Guidance

Bowel cancer screening: guidelines for colonoscopy

Updated 4 October 2024

Applies to England

These guidelines replace Quality Assurance Guidelines NHS BCSP Publication No 6 published in February 2011.

The NHS bowel cancer screening programme (BCSP) invites people aged between 60 and 74 to return a faecal immunochemical test (FIT) kit every 2 years to detect the presence of blood in the stool. People aged 75 years and over can request a kit every 2 years by calling the programme’s free helpline number on 0800 707 60 60.

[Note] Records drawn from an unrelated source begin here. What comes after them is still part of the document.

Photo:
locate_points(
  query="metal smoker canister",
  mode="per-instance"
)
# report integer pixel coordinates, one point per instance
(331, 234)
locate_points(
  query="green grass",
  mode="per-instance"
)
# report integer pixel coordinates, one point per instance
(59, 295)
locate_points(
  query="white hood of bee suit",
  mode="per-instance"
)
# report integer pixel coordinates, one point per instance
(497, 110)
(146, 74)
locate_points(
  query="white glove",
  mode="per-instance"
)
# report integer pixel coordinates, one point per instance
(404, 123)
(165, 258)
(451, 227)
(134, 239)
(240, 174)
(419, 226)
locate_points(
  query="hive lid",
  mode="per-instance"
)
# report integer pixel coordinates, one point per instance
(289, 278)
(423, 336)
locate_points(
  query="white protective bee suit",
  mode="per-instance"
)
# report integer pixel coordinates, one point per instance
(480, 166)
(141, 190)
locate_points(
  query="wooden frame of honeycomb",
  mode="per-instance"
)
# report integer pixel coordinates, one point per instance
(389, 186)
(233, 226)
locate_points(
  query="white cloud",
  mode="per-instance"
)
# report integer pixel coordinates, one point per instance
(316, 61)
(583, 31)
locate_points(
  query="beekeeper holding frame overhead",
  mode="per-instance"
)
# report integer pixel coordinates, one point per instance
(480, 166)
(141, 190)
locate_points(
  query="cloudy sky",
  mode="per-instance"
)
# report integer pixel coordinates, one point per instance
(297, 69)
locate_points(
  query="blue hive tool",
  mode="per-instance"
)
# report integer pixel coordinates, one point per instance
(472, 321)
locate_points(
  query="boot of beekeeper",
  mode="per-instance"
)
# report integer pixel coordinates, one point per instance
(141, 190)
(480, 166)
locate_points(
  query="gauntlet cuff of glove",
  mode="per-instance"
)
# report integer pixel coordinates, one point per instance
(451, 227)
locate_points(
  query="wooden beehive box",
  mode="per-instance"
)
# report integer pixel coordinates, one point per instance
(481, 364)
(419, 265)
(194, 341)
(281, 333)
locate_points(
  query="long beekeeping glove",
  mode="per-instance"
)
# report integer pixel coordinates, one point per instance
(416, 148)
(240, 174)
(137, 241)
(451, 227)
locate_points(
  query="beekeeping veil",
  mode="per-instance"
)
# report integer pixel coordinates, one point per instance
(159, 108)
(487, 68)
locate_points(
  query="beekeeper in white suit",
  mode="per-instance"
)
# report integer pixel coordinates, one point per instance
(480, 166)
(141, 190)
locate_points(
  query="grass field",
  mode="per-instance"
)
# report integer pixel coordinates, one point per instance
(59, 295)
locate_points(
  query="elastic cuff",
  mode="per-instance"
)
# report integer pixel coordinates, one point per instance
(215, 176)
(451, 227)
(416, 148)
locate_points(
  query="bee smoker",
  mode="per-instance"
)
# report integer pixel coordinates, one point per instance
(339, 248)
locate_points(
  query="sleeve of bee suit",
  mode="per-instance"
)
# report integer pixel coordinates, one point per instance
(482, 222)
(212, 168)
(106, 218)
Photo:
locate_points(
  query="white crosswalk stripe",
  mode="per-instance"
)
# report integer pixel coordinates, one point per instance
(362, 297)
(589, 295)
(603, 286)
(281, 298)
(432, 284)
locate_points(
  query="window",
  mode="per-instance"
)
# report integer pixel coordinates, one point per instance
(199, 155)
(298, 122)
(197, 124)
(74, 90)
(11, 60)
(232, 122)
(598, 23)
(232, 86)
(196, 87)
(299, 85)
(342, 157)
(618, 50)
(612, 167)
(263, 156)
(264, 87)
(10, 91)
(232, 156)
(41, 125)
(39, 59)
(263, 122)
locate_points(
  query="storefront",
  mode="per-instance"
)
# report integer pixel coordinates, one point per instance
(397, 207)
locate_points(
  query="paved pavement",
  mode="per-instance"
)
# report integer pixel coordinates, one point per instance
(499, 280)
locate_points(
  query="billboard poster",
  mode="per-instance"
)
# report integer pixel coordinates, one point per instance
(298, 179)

The NHS long term plan includes commitments to:

  • incrementally expand the age range of the service to include individuals between the ages of 50 and 74
  • increase the sensitivity of the FIT kit to detect the presence of blood at a lower concentration

1. Colonoscopy in the NHS BCSP

Colonoscopy should be offered to people within the BCSP:

  • following a FIT result requiring further investigation
  • for assessment/polypectomy after abnormal CT colonoscopy (CTC)
  • to check a polypectomy site of a BCSP patient post polypectomy
  • for surveillance of a BCSP patient post polypectomy

All people requiring a colonoscopy should be assessed for fitness by a specialist screening practitioner (SSP) prior to their procedure being booked. Bowel cancer screening patients should be assessed in a dedicated clinic. Service specification No. 26 indicates this consultation should take approximately 45 minutes per patient and fully prepare the individual for their procedure.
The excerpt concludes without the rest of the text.